Newly elected Tshwane mayor Stevens Mokgalapa and DA Gauteng leader John Moodey address the media after his election. Picture: CLAUDI MAILOVICH
Newly elected Tshwane mayor Stevens Mokgalapa and DA Gauteng leader John Moodey address the media after his election. Picture: CLAUDI MAILOVICH

Stevens Mokgalapa was elected the new Tshwane mayor on Tuesday and his first real challenge is to resolve the impasse between his office and city manager Moeketsi Mosola.

The EFF and the ANC abstained from voting and did not nominate their own candidates, which paved the way for the DA candidate to be elected unopposed.

Mokgalapa’s first full day in office on Wednesday will include a meeting with Mosola, whom his predecessor, Solly Msimanga, tried to suspend on two occasions, but failed.

Mosola is under investigation for procurement irregularities in connection with the city’s contract with engineering consultants GladAfrica Group. 

GladAfrica was appointed to run a project-management unit for the Tshwane metro. The contract was, however, open-ended and resulted in R318m of irregular expenditure for the 2017/18 financial year.

The new mayor told journalists after his election he would be meeting Mosola on Wednesday to “craft a way forward”.

Mokgalapa’s election came about after Msimanga’s resignation to focus on his campaign as the DA’s premier candidate in Gauteng.

The DA hopes to push the governing ANC below 50% of support in a province that is the single-largest contributor to SA’s GDP.

Tshwane, which has been a springboard for Msimanga’s provincial political ambitions, was one of the metros the ANC lost following the 2016 local government elections.

Msimanga completed about half of his five-year term, and the rest is now in Mokgalapa’s hands.

In his inaugural address to the council, Mokgalapa said he would be a mayor of action and would thus focus on stabilising and refocusing the administration and speeding up service delivery.

He said he would create an environment that is conducive to job creation.

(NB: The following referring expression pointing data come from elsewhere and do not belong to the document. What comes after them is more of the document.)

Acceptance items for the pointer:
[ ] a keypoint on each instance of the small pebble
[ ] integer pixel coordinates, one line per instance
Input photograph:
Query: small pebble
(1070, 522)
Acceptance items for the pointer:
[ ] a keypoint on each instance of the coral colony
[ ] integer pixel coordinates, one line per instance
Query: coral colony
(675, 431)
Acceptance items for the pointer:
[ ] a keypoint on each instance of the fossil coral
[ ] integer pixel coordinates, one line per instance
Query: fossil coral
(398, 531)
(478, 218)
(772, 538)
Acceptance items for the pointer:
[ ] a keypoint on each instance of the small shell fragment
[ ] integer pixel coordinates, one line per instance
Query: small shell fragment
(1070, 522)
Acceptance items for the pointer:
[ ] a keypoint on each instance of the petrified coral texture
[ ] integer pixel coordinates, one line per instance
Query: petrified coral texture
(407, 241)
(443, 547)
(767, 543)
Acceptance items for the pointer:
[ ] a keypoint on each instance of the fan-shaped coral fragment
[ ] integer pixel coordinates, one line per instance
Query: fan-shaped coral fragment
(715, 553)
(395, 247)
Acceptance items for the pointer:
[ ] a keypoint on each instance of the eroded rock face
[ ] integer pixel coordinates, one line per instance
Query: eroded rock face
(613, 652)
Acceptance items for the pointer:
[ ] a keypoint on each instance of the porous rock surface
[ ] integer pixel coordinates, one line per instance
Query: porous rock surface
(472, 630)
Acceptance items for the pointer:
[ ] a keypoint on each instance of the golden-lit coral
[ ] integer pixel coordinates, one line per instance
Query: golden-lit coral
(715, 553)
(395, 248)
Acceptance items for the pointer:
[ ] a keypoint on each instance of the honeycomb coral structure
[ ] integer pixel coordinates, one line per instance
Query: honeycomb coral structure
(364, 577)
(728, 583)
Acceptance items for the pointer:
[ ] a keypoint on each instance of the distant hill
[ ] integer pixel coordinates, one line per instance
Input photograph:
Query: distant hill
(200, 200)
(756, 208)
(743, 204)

He also intends to keep the city’s residents safe and to root out corruption.

He said if the council fails to execute its legal mandate to hold senior managers accountable, he will approach the courts to do so. This is crucial, given the council’s difficulty in dealing with the Mosola and GladAfrica saga.

Mokgalapa also said he would improve consequence management in the city and ensure recommendations of forensic investigations and reports of the auditor-general are implemented.